The world is finding out Summer McIntosh moves fast inside the pool – and out.
After winning a gold medal at the Paris Olympics on Thursday night, McIntosh had just over an hour before she joined her teammates on deck for the 4x200-metre freestyle relay.
In the intervening moments she had just enough time to: debrief her gold-medal swim in the 200-metre butterfly with her coach, change into her Team Canada podium track suit, accept the gold medal in front of 13,000 or so screaming spectators, sing O Canada, hug her mom, sister and dad, take a victory parade around the pool deck waving to the crowd, jump in the cool-down pool, get a massage to keep her muscles from cramping, mentally reset for the coming relay, change into her walk-out attire – with her racing suit still on underneath – and join her teammates in the ready room.
Then it was back in the water. Another day at the office for Canada’s busiest swimmer.
The relay team – Mary-Sophie Harvey, first-time Olympians Ella Jansen and Julie Brousseau, and McIntosh fresh from her gold-medal swim – only narrowly missed the podium.

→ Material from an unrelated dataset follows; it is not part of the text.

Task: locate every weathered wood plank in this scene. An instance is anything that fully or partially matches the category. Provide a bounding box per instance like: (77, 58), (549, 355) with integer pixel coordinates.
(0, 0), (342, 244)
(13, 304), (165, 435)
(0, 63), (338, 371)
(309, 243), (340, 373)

Australia won gold in 7 minutes 38.08 seconds, the United States claimed silver in 7:40.86, and China took bronze in 7:42.34.
Canada placed fourth in a time of 7:46.05 seconds.
“Going into tonight, I knew it would be a big night,” McIntosh said after the race.
“Over all I think we’re all pretty disappointed with that result. But at the same time, I think we’re all extremely proud of each other. Because two of them, that was their first Olympic final and they’re just a little bit older than me,” McIntosh said.
At 17, McIntosh is swimming in her second Olympics, while Brousseau and Jansen are both competing in their first at 18. Harvey was the oldest on the relay squad at 24.
“We’re all so young, along with Mary being so experienced but also still in her early 20s,” McIntosh said. “I think it was a cool moment to share with all of them and we all have such great career paths in front of us and this is only the beginning.”
McIntosh, who swam the third of four legs, joined the squad for the final in a push to get Canada on the podium.
Brousseau was informed earlier in the day she’d be swimming the anchor position in the final, a huge nod and a high-pressure role in just her second Olympic race. Her first took place about 10 hours earlier, during the preliminary heats.
“After prelims they told me. I was a little bit shocked but definitely excited,” Brousseau said.
“I definitely felt the pressure at the end, especially knowing that they had all done their best and I just had to get in there and do my best, but over all I’m just really excited with the opportunity to race.”
Jansen said she also felt the nerves in the loud and rowdy Paris La Défense Arena.
“I think the main thing was trying not to get overwhelmed. So kind of walking out, trying to put a big smile on my face even though that wasn’t really how I was feeling, there definitely was a lot of nerves going into that,” Jansen said.
“But I’m superproud of us, Julie especially. She was going off that block with the loudest crowd I’d ever heard. That was definitely really scary and she handled it really well.”
For McIntosh, it was the second relay she swam in Paris, after a fourth-place finish in the 4x100 freestyle relay on Saturday, an event she competed in less than an hour after winning a silver medal in the 400-metre freestyle.
McIntosh has now won three medals at the Paris Olympics, including two golds and a silver.